Dave Nonis and Randy Carlyle’s first training camp as GM and head coach respectively has seen a no-nonsense approach to putting together Carlyle’s version of the best 23-man Leaf roster, one that must hit the ground running if they’re to surprise in the shortened season.
The purging of Lombardi, and now the placement of Tim Connolly on waivers, is a refreshing sight for many fans; an acknowledgment that the Leafs can’t call it a youth movement if they allow misfit veterans to float around the lineup taking up a spot based on their contract and seniority, getting in the way of youngsters ready to take the next step.
I’ll say this about Connolly: he was probably a little over criticized due to the combination of two things mostly out of his control: his contract and that he didn’t mesh with Kessel and Lupul. The Leafs’ top line wingers play a speed-off-the-rush game and Connolly prefers to hold the puck up and survey his passing options. With the Grabovski line pretty much hammered in stone most of the last two seasons, he was forced down onto the third line where he did most of what was asked of him in a checking and penalty killing role, as much as he wasn’t made for the job.
It all seems to be pointing to Nazem Kadri getting a chance to start with the team and make a claim for permanent graduation. Based on Carlyle’s hints, Kadri currently has the edge over Matt Frattin for a lineup spot for opening night.

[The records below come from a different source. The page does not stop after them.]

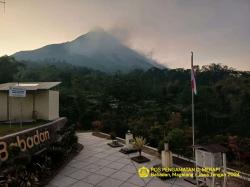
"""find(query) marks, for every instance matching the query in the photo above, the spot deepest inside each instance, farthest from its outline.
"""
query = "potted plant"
(139, 143)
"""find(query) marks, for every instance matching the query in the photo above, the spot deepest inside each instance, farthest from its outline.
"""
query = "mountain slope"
(97, 49)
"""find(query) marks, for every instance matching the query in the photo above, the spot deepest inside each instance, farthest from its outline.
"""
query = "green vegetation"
(155, 104)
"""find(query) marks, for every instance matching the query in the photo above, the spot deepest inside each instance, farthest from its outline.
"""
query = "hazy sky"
(218, 31)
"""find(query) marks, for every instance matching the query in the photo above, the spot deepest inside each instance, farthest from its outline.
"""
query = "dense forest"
(155, 103)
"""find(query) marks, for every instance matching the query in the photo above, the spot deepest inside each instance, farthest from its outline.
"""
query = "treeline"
(155, 103)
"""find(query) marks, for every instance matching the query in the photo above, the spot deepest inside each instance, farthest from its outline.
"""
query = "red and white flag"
(193, 82)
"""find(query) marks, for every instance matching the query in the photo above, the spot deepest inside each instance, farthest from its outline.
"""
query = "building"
(41, 101)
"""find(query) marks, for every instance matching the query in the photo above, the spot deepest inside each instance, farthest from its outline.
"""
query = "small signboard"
(17, 92)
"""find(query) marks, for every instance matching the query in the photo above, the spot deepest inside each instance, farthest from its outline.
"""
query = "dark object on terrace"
(140, 159)
(126, 150)
(213, 148)
(115, 144)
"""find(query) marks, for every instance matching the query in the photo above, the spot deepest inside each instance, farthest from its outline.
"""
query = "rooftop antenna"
(3, 2)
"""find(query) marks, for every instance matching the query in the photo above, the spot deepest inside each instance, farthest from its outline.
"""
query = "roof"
(213, 148)
(29, 85)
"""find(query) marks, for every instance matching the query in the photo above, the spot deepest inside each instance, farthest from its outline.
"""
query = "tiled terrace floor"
(102, 166)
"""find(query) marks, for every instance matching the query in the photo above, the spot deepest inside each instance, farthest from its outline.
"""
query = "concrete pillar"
(224, 160)
(166, 157)
(129, 139)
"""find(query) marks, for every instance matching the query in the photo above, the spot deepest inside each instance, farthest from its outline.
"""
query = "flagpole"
(192, 107)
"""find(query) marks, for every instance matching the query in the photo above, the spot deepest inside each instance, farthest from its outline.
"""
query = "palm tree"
(139, 143)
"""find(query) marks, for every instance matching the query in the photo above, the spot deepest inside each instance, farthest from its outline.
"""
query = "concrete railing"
(154, 151)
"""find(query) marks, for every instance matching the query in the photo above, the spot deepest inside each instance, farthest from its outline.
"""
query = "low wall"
(31, 140)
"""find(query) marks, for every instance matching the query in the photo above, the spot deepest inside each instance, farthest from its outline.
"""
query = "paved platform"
(102, 166)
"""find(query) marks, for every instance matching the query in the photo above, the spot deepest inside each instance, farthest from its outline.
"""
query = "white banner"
(17, 92)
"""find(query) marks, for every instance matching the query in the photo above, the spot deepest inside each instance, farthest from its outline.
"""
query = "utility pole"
(3, 2)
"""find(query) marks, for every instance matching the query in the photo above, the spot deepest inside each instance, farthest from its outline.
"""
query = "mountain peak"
(97, 49)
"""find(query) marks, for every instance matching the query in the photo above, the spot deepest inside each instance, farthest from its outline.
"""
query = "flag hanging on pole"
(193, 82)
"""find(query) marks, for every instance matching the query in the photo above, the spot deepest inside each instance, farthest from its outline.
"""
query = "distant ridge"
(97, 50)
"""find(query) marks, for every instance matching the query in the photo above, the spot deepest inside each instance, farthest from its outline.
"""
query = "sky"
(217, 31)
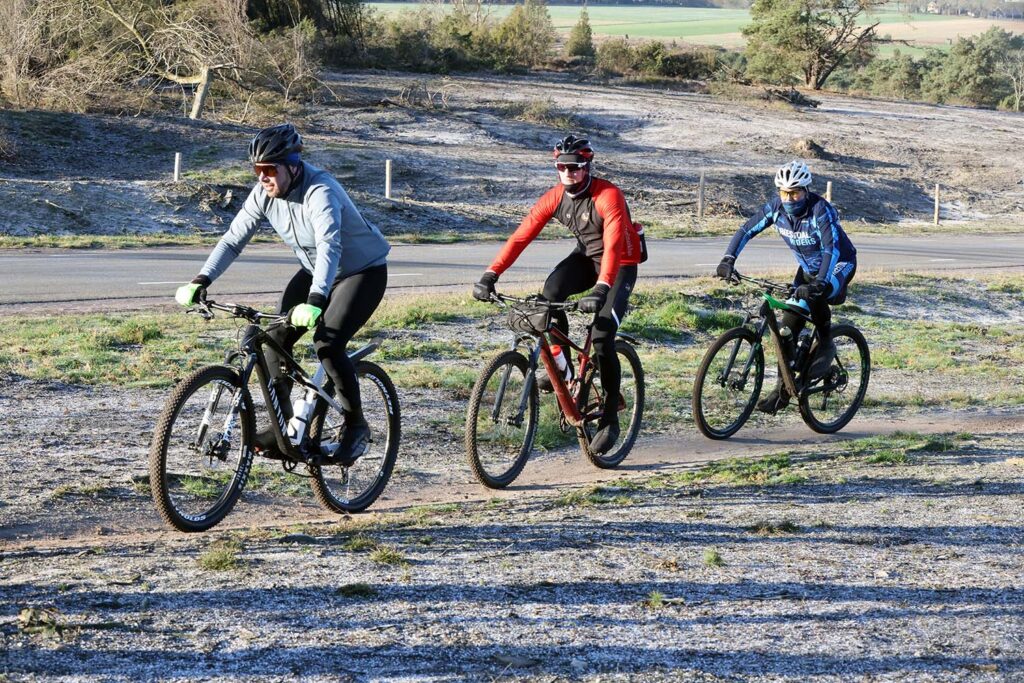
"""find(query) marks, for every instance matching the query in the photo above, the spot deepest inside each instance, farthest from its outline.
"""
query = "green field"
(721, 27)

If Tim Connolly clears waivers, the Leafs do not get the full $4.75 million in cap savings on account of the new CBA rules surrounding one-way contracts in the minors. It sounds as though the Leafs would only save around $900,000 on the cap (there appears to be a cap forgiveness rule on the first 900k of one-way contracts in the minors), though we can’t be sure until we have the full Memorandum of Understanding to reference. If he is claimed by noon tomorrow (I’d expect him to be, as a team will only be paying him a little over 50% of his owed salary and his contract expires at season’s end), he is off the books and the Leafs are down to 57 million and change on the cap.
An interesting scenario plays itself out if Connolly does clear and head to the minors. The new rules allow a player to be recalled without subjection to re-entry waivers. Connolly’s time in a Leaf uniform isn’t technically, necessarily over yet.
You can call these no-brainer moves that the majority at this site have been calling for since around the midpoint of last season, but Nonis nonetheless is off to a good little start in the GM’s role. The midround draft selection was a pretty good get for Matthew Lombardi, who had yet to show much of anything since returning from a serious concussion. Waiving Connolly didn’t exactly require yeoman’s work on his behalf, but it was the right move from the standpoint of committing to the youth movement, player development and paying more than lip service to the concept of open competition.
Then, of course, there’s what he didn’t do as of yet on the Roberto Luongo trade front. A half-season passing and the new CBA ushering in a reduced cap ceiling next season hasn’t brought about the necessary urgency in Gillis’ head just yet as he’s apparently still asking for the moon.
Of course, this leaves the Leafs with as precarious of a goaltending situation as you can imagine heading into this season, and could ensure a painful upcoming 48 games unless one of them does something special, but it does give Nonis and his staff the opportunity to evaluate Scrivens and Reimer for one more stint before making the decision on who stays and who goes. In a world filled with blue skies, the Leafs emerge out of this season confident they have their future number one goaltender already on the team without having to take on a boat-anchor contract to solve the net issues. A more likely scenario, Nonis is a little more certain on what he needs to do to address the situation and the Leafs are drafting high in June.